A large part of Jesus’ ministry toward His disciples was to instill in them the character they would need because they would be entrusted with power. When character is lacking, power can be consuming and corrupting. Godly character may not sound very exciting to us, but it is the primary, sanctifying work that the Holy Spirit does in our lives. Servants who lack it cannot be depended upon. Leaders who lack it should be held accountable. Skills, talents, charisma, intelligence, and wisdom are admirable qualities but none of these can be a substitute for godly character.

2 Peter 1:5-8
5 For this very reason, make every effort to supplement your faith with virtue, and virtue with knowledge, 6 and knowledge with self-control, and self-control with steadfastness, and steadfastness with godliness, 7 and godliness with brotherly affection, and brotherly affection with love. 8 For if these qualities are yours and are increasing, they keep you from being ineffective or unfruitful in the knowledge of our Lord Jesus Christ.


The type of person we are becoming is so important that Peter says we must ‘make every effort’ in our pursuit of developing our character. This is not just something we should insist our leaders possess, it is something we should demand of ourselves. If not, we run the risk that the strain of pride we’ve contracted will take full effect and we’ll be storming our own capitols.

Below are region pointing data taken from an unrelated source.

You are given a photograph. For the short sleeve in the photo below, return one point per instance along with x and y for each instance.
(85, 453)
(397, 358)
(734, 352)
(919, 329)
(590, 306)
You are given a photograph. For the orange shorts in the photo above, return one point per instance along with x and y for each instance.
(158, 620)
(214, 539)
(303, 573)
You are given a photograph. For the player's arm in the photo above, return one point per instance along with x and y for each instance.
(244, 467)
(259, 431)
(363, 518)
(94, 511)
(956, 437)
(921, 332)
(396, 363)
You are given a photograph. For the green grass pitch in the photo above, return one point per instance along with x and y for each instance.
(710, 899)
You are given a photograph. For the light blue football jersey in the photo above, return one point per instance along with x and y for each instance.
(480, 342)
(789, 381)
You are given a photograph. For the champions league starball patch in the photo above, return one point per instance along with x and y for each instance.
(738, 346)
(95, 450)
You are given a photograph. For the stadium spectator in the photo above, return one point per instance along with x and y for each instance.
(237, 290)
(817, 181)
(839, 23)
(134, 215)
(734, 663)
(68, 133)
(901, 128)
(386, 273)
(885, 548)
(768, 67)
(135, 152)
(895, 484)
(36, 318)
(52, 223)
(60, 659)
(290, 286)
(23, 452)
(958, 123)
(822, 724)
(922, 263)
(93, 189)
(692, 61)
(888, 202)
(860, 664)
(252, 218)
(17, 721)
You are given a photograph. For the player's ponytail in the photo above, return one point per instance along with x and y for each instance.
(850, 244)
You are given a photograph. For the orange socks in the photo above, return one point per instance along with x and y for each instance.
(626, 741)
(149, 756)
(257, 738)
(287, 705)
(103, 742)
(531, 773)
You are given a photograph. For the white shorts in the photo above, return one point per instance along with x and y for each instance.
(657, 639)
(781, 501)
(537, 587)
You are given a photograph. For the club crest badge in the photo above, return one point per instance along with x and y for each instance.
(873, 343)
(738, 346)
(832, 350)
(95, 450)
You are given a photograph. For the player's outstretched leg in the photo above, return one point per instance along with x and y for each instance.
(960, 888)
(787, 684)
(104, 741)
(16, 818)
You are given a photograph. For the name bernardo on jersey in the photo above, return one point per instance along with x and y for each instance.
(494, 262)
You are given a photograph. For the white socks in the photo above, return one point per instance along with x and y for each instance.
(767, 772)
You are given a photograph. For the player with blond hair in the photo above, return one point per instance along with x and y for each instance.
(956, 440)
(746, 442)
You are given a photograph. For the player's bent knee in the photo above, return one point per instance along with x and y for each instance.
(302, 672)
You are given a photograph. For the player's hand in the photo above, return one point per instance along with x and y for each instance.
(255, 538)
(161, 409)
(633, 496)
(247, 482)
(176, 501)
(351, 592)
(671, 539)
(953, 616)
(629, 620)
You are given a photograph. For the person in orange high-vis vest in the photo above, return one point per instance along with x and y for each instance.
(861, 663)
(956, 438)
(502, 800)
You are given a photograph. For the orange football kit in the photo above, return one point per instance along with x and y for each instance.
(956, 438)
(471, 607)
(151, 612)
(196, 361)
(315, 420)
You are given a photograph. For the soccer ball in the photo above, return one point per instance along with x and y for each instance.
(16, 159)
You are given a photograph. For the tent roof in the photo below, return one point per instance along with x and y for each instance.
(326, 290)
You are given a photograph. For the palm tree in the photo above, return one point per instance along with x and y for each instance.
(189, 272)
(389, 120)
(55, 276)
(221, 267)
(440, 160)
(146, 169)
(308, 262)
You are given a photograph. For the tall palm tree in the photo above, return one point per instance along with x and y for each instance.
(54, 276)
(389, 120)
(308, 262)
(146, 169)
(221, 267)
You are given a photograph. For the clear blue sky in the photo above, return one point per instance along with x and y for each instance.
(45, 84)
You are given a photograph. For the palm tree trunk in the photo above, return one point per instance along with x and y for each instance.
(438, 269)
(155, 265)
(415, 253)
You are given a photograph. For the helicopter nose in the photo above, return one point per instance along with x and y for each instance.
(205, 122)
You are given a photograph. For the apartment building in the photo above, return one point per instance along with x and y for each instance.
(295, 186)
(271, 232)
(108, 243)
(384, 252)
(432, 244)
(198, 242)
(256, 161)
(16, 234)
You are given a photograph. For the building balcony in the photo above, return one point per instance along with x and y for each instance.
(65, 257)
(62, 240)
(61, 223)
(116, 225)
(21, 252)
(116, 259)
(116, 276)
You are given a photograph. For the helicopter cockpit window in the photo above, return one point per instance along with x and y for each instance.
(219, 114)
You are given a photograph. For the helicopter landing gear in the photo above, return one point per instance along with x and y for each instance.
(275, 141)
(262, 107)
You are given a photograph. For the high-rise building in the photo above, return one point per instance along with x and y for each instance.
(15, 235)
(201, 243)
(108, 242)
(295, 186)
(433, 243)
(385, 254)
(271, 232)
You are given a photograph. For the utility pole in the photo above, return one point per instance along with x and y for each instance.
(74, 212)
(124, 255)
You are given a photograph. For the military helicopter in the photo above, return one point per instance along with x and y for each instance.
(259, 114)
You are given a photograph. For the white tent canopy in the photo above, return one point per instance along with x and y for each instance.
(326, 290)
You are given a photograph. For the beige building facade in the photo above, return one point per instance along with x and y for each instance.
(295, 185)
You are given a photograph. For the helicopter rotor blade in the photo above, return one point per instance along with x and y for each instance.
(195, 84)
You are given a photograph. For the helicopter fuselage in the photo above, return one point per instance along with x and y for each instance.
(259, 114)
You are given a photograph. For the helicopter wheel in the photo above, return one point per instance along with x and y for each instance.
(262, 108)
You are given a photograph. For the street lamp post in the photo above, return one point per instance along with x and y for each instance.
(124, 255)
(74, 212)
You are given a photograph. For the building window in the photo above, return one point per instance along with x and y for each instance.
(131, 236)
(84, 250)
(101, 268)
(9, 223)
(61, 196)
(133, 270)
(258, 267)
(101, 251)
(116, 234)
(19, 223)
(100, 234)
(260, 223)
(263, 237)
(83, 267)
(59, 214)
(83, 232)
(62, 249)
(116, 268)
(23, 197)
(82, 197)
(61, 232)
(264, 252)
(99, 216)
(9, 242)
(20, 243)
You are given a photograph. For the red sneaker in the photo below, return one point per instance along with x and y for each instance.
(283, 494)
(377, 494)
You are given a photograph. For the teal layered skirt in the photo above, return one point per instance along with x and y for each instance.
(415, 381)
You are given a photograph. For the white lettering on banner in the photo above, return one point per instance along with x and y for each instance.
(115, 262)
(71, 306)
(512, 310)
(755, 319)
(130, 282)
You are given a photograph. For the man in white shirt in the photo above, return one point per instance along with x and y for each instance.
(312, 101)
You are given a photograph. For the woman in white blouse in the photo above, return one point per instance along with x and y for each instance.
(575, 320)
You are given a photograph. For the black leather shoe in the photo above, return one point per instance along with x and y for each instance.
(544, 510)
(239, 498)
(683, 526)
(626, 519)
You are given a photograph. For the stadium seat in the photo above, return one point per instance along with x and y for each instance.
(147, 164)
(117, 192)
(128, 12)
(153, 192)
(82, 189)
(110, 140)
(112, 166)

I believe those who broke the law should be prosecuted and held accountable for their actions. I believe this is the appropriate and biblical responsibility of our civic authorities. But in the darker corners of my own heart I'm tempted to go beyond that. I want to label them, de-humanize them, and discard them. Yet I'm reminded that our Lord's heart is to redeem discarded people. Ours is not the ministry of shaming and ostracizing, ours is the ministry of reconciliation and healing.  The Pharisees were Jesus' most vocal opponents and He gave His harshest rebukes to them. Yet some of these enemies of Christ were somehow won over and we see them as part of the infant church (Acts 15). It was messy and they brought in some of their past perspectives, yet they were able to work through their differences through dialogue, prayer, and unity around Christ. Let's commit ourselves to this same ministry.

1 Comment


Lori Lau - January 18th, 2021 at 12:48pm

Thanks PJ for sharing - praying for u and your pastoral staff - to stay close to the Lord and seek His will in all that u do and share as we walk they this turbulent time.